Markov Chain Aggregation of strategy evolution in Google Research Football RL agents.
This project applies Markov Chain Aggregation (MCA) to formally model how strategies emerge and evolve in reinforcement learning agents trained in the Google Research Football environment.
Inspired by Scott, Fujii & Onishi (2022), who showed that competitive RL agents spontaneously develop football strategies similar to real players, we go beyond their descriptive analysis by modelling strategy evolution as a dynamical system. Using the MCA framework of Banisch (2015), we aim to identify discrete strategic regimes and characterise the transitions between them.
- Extract behavioural observables (pass completion rate, possession, shot frequency, social network metrics) from GRF agents at different training checkpoints
- Discretise the behavioural space into micro-states and estimate empirical transition matrices
- Apply MCA to coarse-grain these micro-states into interpretable macro-states (e.g. chaotic, transitional, structured)
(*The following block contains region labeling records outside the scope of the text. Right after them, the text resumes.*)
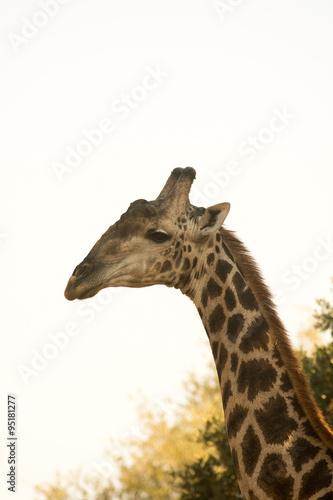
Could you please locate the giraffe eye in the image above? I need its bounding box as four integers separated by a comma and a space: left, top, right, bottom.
147, 231, 170, 243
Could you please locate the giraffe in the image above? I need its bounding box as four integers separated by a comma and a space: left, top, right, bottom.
65, 167, 333, 500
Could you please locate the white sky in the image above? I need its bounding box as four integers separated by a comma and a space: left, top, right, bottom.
0, 0, 333, 500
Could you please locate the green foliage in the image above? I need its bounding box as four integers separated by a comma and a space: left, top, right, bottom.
36, 292, 333, 500
173, 416, 241, 500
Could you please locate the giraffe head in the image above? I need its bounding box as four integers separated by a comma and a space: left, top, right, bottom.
65, 167, 230, 300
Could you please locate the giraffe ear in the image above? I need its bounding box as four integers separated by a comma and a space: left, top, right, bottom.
199, 203, 230, 234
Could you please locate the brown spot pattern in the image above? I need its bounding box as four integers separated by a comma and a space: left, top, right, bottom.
258, 453, 294, 500
227, 405, 249, 438
208, 304, 225, 333
239, 316, 269, 354
237, 359, 277, 402
242, 425, 261, 477
216, 259, 232, 283
299, 459, 332, 500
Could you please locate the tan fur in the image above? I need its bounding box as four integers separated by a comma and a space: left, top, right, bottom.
220, 228, 333, 449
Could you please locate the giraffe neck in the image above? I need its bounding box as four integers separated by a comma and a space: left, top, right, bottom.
182, 230, 333, 499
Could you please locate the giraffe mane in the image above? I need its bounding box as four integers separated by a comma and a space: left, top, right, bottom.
220, 227, 333, 449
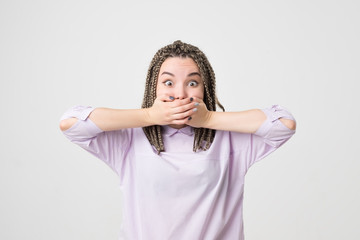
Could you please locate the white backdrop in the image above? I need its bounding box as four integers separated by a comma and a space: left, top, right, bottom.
0, 0, 360, 240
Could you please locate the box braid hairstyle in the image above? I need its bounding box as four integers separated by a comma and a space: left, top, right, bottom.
142, 40, 225, 154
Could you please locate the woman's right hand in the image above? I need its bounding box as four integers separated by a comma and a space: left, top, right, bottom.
147, 95, 196, 125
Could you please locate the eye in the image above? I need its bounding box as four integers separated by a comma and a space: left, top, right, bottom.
188, 80, 199, 87
163, 80, 173, 87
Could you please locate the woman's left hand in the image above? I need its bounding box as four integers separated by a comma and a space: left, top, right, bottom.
186, 97, 212, 128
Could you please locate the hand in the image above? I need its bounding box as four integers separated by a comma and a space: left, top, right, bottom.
186, 98, 212, 128
147, 95, 196, 125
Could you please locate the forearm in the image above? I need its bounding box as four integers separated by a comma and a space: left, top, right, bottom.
204, 109, 266, 133
60, 108, 153, 131
204, 109, 296, 133
89, 108, 153, 131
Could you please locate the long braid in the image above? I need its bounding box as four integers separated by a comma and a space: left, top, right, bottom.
142, 40, 225, 153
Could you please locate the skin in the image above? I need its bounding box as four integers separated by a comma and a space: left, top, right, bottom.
153, 57, 204, 128
60, 57, 296, 133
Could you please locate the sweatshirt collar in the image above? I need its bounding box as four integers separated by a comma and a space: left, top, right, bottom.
162, 125, 194, 137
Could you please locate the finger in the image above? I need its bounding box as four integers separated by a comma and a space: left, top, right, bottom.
171, 102, 199, 114
156, 94, 175, 102
172, 109, 197, 120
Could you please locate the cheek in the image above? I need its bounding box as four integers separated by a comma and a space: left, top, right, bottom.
190, 88, 204, 99
156, 86, 168, 97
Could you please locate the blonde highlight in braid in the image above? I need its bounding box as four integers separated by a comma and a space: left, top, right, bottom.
142, 40, 225, 153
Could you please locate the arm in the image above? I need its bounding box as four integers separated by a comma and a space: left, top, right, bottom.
204, 109, 296, 133
60, 108, 151, 131
187, 99, 296, 133
60, 95, 200, 131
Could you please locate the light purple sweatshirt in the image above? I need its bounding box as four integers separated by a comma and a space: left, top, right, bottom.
61, 105, 295, 240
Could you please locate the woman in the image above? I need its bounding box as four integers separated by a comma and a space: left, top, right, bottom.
60, 41, 296, 240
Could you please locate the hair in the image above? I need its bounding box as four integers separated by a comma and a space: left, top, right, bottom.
142, 40, 225, 154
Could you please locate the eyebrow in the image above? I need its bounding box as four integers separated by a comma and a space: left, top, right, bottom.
161, 72, 201, 77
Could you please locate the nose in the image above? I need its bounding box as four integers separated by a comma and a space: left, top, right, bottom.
174, 85, 187, 99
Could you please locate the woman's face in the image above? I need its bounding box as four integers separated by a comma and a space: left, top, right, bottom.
156, 57, 204, 100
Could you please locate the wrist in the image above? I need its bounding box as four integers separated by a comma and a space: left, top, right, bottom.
203, 111, 216, 129
141, 107, 155, 126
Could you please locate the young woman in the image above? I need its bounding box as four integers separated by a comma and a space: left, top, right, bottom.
60, 41, 296, 240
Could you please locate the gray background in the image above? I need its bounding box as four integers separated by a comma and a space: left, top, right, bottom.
0, 0, 360, 240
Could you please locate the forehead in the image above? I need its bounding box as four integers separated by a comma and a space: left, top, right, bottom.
160, 57, 200, 73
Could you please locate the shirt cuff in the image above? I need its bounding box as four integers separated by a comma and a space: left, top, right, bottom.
60, 105, 95, 121
254, 105, 296, 137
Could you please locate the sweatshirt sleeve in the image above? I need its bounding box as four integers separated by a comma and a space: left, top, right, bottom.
60, 105, 131, 175
247, 105, 296, 168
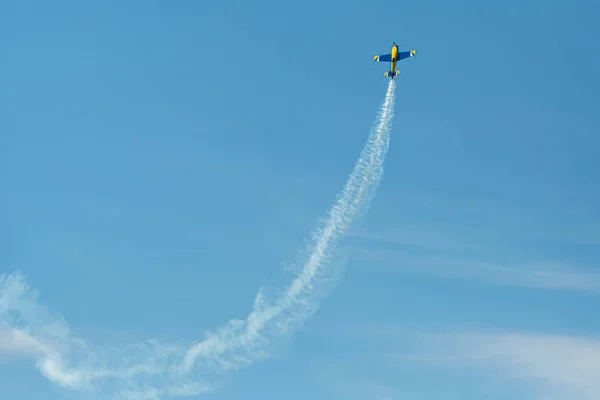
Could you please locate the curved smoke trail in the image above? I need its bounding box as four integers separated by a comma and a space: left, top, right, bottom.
0, 80, 395, 399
- Characterise strategic transitions: are they sharp or gradual? Are there metastable regimes?
All experiments run inside the Google Research Football environment using Football Academy scenarios as a starting point. A Dockerfile is provided to reproduce the environment.
- Banisch, S. Markov Chain Aggregation for Agent-Based Models. Springer, 2015.
- Kurach, K. et al. Google Research Football: A Novel Reinforcement Learning Environment. arXiv:1907.11180, 2019.
- Scott, A., Fujii, K., and Onishi, M. How does AI play football? An analysis of RL and real-world football strategies. ICAART, 2022.